Every year, the Cottage Gardeners of Marblehead and Swampscott prep for their Mother’s Day Plant Sale, dedicating their time and effort to making the gardens of Marblehead beautiful.
Co-chairs of the sale, Colleen Connor and Betty Londergan, took up the work, leading the group through the sale.
“I’ve been a member for approximately five years, and I became chair, only of the plant sale, and this is my second year,” Connor said.
Connor and Londergan’s duties as plant sale co-chairs will end this year, as it is only a two-year term. Connor has been a member of the club for five years, and Londergan has been a member for four.
“My involvement has been as a member, and then the garden plant sale, which is a huge undertaking. We have a committee that starts meeting in January or February. Betty and I start meeting a little bit before that. We come up with creative ideas first and start to brainstorm on whether we want to try something new,” she said.

One of these new ideas emerged last year when the group created hydrangeas in a hat that could also be worn afterward.
“We put little ribbons around the bands that had sort of a garden theme, and we got hydrangeas that weren’t very expensive, and we put them in the hats. Some people even started wearing the hats at the plant sale,” Connor said with a laugh.
Connor gave credit to Londergan for her creative ideas, one being premade gardens last year.
“People who don’t have gardens. They might have a step, or they have a balcony, or maybe a wall next to their house that’s outdoors. Betty went out and bought these plants, and we disassembled a lot of them, and replanted them with other things we thought might look better, with some perennials if they maybe also wanted to plant them in their yard,” she explained.
The premade gardens came back again this year, with the group having around 100 containers.
“My favorite part of it was that I like doing the herbs. I grew herbs from seed and we made kitchen gardens, Something you could put on your windowsill inside your kitchen window and it would have three herbs in it, something to cook with.”
Londergan noted that one of her favorite item sold at the sale were the plants in tea cups.
“We had all these people looking for and finding and donating old, really beautiful tea cups, and then just filling them with violas and wrapping them really pretty,” she said.
Connor also mentioned how the group recycles all of their containers, going to places like the dump and nurseries. They also go to places like Market Basket for boxes so that people can carry their plants out.
“We have a whole long outline about what needs to be done, and we only have two meetings with the whole committee, and we try to make the meetings fun and short. We don’t want anyone to be there who’s not enjoying themselves,” she said.

This year was a bit more complicated due to the rain that wouldn’t stop falling on their set-up day.
“It poured. It was a deluge. It started raining Friday, and that’s when we set up. It rained all the way through the sale, and we had to keep reinventing the sale and how we were going to do it. We usually do things on tables, but it wasn’t going to work. We had a tent, but it wasn’t big enough for all of the tables,” she said.

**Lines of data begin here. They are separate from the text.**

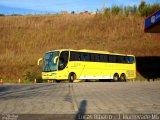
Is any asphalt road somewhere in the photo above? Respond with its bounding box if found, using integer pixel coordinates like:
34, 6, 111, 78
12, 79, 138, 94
0, 82, 160, 119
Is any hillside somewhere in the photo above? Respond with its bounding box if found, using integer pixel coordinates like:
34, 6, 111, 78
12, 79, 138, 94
0, 15, 160, 79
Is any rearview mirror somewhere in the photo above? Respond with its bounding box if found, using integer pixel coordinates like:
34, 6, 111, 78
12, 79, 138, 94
53, 56, 58, 64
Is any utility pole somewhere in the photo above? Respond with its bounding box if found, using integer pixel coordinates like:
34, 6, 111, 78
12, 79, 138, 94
102, 0, 106, 12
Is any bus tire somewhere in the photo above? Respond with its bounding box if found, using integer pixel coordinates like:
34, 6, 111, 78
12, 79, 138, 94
68, 73, 76, 83
120, 73, 126, 82
113, 73, 119, 82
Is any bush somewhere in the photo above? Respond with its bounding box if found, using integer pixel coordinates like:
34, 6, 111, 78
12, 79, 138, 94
111, 6, 123, 15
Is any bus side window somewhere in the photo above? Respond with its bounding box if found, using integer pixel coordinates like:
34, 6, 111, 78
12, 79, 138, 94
58, 51, 69, 70
90, 53, 95, 62
83, 53, 90, 61
104, 55, 109, 62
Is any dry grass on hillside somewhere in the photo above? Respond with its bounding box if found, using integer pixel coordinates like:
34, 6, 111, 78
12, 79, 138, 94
0, 15, 160, 79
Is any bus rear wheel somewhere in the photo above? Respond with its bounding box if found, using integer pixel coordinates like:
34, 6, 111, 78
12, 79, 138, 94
68, 73, 76, 83
120, 73, 126, 82
113, 73, 119, 82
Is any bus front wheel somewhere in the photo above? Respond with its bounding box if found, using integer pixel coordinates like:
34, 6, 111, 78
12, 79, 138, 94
120, 73, 126, 82
68, 73, 76, 83
113, 73, 119, 82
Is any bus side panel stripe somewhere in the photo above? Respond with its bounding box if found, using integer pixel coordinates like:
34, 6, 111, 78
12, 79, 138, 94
79, 76, 113, 79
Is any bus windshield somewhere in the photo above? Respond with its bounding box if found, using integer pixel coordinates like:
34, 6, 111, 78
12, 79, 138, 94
42, 51, 59, 72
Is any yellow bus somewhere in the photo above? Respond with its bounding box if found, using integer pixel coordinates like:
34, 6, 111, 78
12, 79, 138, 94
38, 49, 136, 82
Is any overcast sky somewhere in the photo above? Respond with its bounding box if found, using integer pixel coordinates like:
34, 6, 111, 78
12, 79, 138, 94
0, 0, 160, 13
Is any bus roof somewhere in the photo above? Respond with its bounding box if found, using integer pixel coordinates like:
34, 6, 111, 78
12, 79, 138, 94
48, 49, 134, 56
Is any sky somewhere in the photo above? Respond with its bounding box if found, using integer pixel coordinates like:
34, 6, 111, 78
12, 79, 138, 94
0, 0, 160, 14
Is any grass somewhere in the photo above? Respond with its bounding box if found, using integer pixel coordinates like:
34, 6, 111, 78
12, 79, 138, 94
0, 15, 160, 79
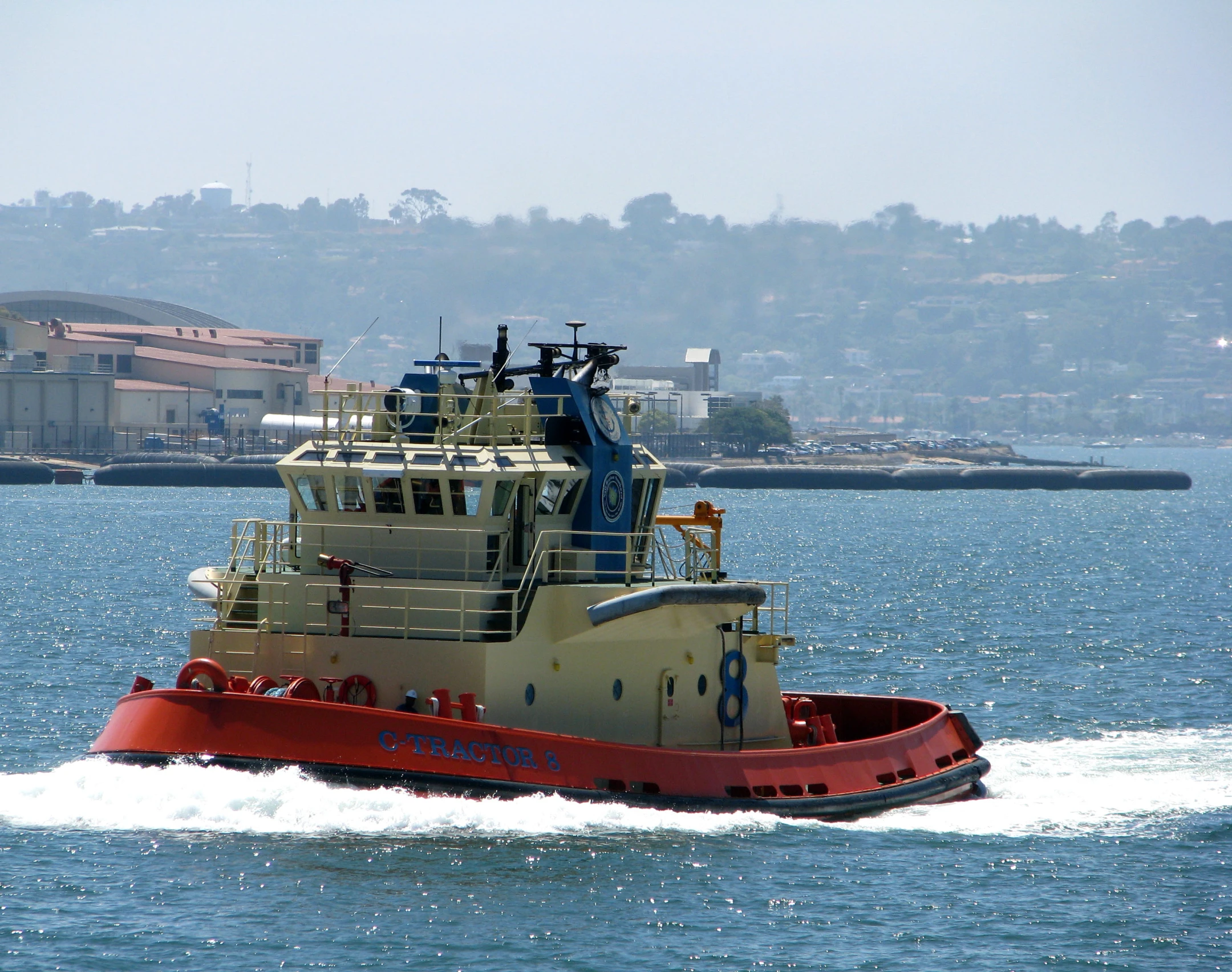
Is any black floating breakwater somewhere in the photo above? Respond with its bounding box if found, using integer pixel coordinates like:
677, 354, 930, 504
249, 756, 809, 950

Connor said that she was astounded by two things this year: the number of people that showed up and the work that the club did that day.
“I am so proud of our club because Friday night when we do set up, the cars started to show up and all of these women, and some of them are in their 90s, husbands are driving the car and they back up to where we had all of out plants and they pop open their trunks and they had some of the most beautiful healthy large plants that I think they dug up,” she said. “They weren’t purchased. And they just kept coming. I didn’t expect even our own members to show up in this kind of weather.”
Londergen was in complete agreement, mentioning the serious rainstorm that took over on Friday.
“We have a lot of older members as well as some younger more spry people, but everybody showed up and they came and they worked Friday to set up the whole sale. They worked in an absolute deluge, and it was freezing cold,” she said.
Connor called the women fierce for the work that they did that day, saying, “Some of these women have been friends for 30 years, and they’ve all lost their husbands, and they all go on vacations together to Europe and tour other gardens together… They’re each other’s support system.”
Londergan noted that everyone pitches in and brings a great attitude, which was the best part of the sale.
“It is a ton of work. My husband always says, ‘Just give me the checkbook; I’ll write the check for the whole whatever we raise,’ but it’s satisfying and it’s fun. Anytime you do an undertaking like that, you bond with people,” she said.
Londergan also spoke on how the club has to tend to the gardens around town as well.
“It’s challenging. You have to take a week in the summer at each of the places and there’s a really big clean-up in the spring and then another big one in the fall… There’s a lot of maintenance, and it’s always fun,” she said. “You get to know people in a way that’s organic.”